Documentation/filesystems/propagate_umount.txt - linux/kernel/git/tj/wq - Git at Google

 	Notes on propagate_umount()

 Umount propagation starts with a set of mounts we are already going to
 take out.  Ideally, we would like to add all downstream cognates to
 that set - anything with the same mountpoint as one of the removed
 mounts and with parent that would receive events from the parent of that
 mount.  However, there are some constraints the resulting set must
 satisfy.

 It is convenient to define several properties of sets of mounts:

 1) A set S of mounts is non-shifting if for any mount X belonging
 to S all subtrees mounted strictly inside of X (i.e. not overmounting
 the root of X) contain only elements of S.

 2) A set S is non-revealing if all locked mounts that belong to S have
 parents that also belong to S.

 3) A set S is closed if it contains all children of its elements.

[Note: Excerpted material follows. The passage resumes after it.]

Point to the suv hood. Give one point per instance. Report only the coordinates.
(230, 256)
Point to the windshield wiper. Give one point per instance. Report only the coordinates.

 The set of mounts taken out by umount(2) must be non-shifting and
 non-revealing; the first constraint is what allows to reparent
 any remaining mounts and the second is what prevents the exposure
 of any concealed mountpoints.

 propagate_umount() takes the original set as an argument and tries to
 extend that set.  The original set is a full subtree and its root is
 unlocked; what matters is that it's closed and non-revealing.
 Resulting set may not be closed; there might still be mounts outside
 of that set, but only on top of stacks of root-overmounting elements
 of set.  They can be reparented to the place where the bottom of
 stack is attached to a mount that will survive.  NOTE: doing that
 will violate a constraint on having no more than one mount with
 the same parent/mountpoint pair; however, the caller (umount_tree())
 will immediately remedy that - it may keep unmounted element attached
 to parent, but only if the parent itself is unmounted.  Since all
 conflicts created by reparenting have common parent *not* in the
 set and one side of the conflict (bottom of the stack of overmounts)
 is in the set, it will be resolved.  However, we rely upon umount_tree()
 doing that pretty much immediately after the call of propagate_umount().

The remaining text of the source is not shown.